Cependant, les spécialités et les talents de chacun sont valorisés. Lazhar, par exemple, consacre beaucoup de son temps au travail du bois et à la restauration de meubles. Fièrement, il nous montre tous les meubles transformés par ses soins exposés en rayon : « ça, c’est mon travail. Ce meuble, initialement, c’était une machine à coudre. Là, y avait un trou : j’ai remis une plaque en bois que j’ai fixée, j’ai rajouté ces deux pièces, et ça fait un petit bureau ! »
Tout en nous décrivant son métier, Lazhar revient sur la raison d’être de la ressourcerie : « en fin de compte, si l’objet n’a plus d’utilité, il faut le détourner, trouver l’idée adéquate pour faire autre chose avec, c’est tout. Après, il y a du travail : un peu de ponçage, un peu de cire... et voilà ! » Dani, de son côté, nettoie et remet à neuf les objets électroniques. « C’est un métier qui me plaît. C’est mon métier, quoi » nous raconte-t-il, pendant qu’il nettoie une machine à coudre méticuleusement. « C’est rare qu’on reçoive des objets électroniques cassés : les gens donnent majoritairement des objets en bon état.

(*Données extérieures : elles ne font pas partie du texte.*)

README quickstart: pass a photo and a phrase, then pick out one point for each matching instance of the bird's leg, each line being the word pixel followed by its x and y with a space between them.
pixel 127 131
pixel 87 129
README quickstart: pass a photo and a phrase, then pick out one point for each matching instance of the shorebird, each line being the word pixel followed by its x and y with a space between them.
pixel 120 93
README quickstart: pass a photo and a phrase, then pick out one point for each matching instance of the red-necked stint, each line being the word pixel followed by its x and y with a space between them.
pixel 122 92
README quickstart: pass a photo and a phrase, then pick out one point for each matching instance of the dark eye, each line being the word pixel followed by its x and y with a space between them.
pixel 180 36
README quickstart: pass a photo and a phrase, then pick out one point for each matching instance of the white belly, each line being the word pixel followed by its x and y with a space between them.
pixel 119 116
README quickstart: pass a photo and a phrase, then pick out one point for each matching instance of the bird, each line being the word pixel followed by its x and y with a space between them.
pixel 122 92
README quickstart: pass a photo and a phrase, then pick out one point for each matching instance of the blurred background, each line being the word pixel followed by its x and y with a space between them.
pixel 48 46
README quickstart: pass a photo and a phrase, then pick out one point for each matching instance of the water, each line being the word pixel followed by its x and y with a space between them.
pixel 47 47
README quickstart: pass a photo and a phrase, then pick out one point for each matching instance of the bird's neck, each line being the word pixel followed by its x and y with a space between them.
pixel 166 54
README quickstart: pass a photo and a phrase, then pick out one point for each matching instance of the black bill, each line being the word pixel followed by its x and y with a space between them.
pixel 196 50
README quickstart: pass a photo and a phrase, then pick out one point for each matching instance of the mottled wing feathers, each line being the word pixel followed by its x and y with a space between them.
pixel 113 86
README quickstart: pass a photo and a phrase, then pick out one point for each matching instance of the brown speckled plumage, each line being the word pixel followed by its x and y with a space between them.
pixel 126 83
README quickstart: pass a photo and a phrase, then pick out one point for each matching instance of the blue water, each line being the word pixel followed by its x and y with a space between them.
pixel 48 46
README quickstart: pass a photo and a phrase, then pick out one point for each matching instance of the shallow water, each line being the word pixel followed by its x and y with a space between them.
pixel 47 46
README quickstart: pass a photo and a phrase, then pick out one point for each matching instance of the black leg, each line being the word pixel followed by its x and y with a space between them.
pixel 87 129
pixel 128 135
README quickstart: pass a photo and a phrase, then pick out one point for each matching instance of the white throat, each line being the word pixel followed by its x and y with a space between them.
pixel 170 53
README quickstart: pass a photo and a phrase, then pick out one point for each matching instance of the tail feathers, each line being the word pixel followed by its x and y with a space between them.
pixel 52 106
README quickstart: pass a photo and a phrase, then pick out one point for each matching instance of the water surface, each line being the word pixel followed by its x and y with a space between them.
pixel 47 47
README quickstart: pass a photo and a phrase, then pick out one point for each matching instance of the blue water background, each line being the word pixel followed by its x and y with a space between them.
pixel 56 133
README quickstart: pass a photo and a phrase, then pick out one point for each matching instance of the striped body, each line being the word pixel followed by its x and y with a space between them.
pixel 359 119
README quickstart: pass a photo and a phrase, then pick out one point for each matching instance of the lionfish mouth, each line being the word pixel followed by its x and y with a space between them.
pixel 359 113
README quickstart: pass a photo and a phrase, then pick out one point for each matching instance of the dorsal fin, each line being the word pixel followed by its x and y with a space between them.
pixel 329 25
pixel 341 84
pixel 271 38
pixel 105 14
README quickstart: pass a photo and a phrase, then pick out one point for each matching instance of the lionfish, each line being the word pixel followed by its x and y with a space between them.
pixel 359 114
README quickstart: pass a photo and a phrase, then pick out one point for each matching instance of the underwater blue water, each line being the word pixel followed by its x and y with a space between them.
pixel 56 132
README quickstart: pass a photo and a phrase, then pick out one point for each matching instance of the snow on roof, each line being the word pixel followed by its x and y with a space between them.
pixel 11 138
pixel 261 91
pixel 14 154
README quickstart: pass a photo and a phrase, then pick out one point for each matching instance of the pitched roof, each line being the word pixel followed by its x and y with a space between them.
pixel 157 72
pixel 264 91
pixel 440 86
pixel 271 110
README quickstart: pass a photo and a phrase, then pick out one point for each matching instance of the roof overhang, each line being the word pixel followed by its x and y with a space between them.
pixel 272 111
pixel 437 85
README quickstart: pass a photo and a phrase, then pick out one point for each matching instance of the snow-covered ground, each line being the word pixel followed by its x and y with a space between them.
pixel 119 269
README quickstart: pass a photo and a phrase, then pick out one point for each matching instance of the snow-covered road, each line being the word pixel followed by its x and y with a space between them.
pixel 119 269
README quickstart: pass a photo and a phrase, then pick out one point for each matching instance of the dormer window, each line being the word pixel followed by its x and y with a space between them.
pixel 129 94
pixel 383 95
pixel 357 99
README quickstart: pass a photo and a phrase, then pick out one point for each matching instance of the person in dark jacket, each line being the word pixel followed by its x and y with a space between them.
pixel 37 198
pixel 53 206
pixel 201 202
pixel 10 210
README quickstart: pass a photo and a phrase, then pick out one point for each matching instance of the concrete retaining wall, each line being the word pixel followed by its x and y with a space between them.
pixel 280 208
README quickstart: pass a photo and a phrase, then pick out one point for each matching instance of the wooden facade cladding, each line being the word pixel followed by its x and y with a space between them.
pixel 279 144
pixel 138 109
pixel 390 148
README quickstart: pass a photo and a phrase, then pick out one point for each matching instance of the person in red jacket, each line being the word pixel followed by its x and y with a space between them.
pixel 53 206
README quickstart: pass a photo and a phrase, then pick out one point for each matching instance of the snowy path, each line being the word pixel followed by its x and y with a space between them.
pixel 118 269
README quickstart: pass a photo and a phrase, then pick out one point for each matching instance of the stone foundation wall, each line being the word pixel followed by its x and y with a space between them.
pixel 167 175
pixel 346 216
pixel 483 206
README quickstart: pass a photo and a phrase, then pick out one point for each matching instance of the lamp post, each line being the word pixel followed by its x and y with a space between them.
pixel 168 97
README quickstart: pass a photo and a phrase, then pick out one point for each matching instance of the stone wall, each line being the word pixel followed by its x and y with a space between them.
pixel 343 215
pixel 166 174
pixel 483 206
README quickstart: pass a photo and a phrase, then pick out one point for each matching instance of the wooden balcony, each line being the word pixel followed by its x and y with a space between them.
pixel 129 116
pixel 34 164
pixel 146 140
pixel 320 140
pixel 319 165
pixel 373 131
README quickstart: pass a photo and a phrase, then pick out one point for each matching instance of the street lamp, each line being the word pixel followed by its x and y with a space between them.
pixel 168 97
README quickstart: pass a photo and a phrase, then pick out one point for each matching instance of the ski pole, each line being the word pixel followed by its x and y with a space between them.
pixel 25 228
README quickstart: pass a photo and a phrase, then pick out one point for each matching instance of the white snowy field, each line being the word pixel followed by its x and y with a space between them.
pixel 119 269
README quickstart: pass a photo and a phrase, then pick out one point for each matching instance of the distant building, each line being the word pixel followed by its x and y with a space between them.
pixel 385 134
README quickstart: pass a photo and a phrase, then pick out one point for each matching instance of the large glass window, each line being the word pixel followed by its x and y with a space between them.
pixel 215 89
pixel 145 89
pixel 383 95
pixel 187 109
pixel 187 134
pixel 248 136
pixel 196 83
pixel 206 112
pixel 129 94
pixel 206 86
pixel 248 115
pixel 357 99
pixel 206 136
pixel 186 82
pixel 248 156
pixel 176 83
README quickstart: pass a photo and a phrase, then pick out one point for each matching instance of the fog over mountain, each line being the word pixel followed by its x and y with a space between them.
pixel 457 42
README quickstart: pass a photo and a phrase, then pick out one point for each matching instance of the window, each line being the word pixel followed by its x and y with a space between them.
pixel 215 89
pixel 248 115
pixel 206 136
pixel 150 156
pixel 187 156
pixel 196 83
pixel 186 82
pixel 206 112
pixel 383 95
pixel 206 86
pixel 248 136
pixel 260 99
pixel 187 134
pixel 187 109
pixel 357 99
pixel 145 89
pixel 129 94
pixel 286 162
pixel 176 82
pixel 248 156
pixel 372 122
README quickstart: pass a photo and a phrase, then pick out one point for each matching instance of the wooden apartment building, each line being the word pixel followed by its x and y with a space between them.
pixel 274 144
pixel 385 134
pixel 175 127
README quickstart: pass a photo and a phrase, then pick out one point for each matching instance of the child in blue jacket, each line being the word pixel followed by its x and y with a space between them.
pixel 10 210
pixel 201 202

Il suffit de checker toutes les fonctions, nettoyer et mettre en rayon ».
Pour encourager tout le monde à conserver ses objets le plus longtemps possible, Dani participe régulièrement aux missions de sensibilisation du Poulpe : « c’est bien, on est dans la rue, en bas des bâtiments, on sensibilise des gens, on leur dit ce qu’on fait. On leur parle de ne plus jeter leurs objets ». Un discours qui rencontre de plus en plus d’écho au fil des années selon Dani, qui travaille dans la récupération depuis maintenant 8 ans.
Quand la magie opère
Après deux ans d’existence, dont plus d’un an de crise sanitaire qui a fortement restreint les périodes d’ouverture du lieu, les équipes du Poulpe sont conscientes du chemin qu’il reste à faire. Malgré leur enthousiasme, salariés comme bénévoles restent très humbles face à leur projet. « La récup’, ça existe depuis toujours. On a rien inventé », commence par nous dire Antoine. Alice abonde en rappelant que l’impact environnemental de l’association est encore très modeste : « une ressourcerie classique, c’est une à quatre tonnes de collecte d’objets par jour, alors qu’on est à 500kg par jour seulement ». Un chiffre amené à gonfler dans les années à venir, d’autant plus que l’association compte embaucher de nouvelles personnes. Mais rien ne presse : la structure souhaite se donner le temps de s’implanter comme il se doit et de se professionnaliser, plutôt que de grossir de façon industrielle dès aujourd’hui. « On a la place de récolter plus », admet Alice, « mais on n’est pas encore assez nombreux, pas assez organisés. Tant mieux que ça n’arrive pas maintenant ». Par ailleurs, les prochaines évolutions dépendent des élections à venir, puisque le lieu est tributaire de subventions publiques à hauteur de 60%. Un modèle économique revendiqué par l’association, d’après Antoine : « On a une mission d’intérêt général, donc on veut que les collectivités continuent à s’investir avec nous. C’est pour ça qu’on ne vise pas l’autonomie financière, et qu’on fait appel à des subventions pour pouvoir faire des actions qui sont non marchandes, sociales, et désintéressées de tout rapport financier ».
« on fait appel à des subventions pour pouvoir faire des actions qui désintéressées de tout rapport financier »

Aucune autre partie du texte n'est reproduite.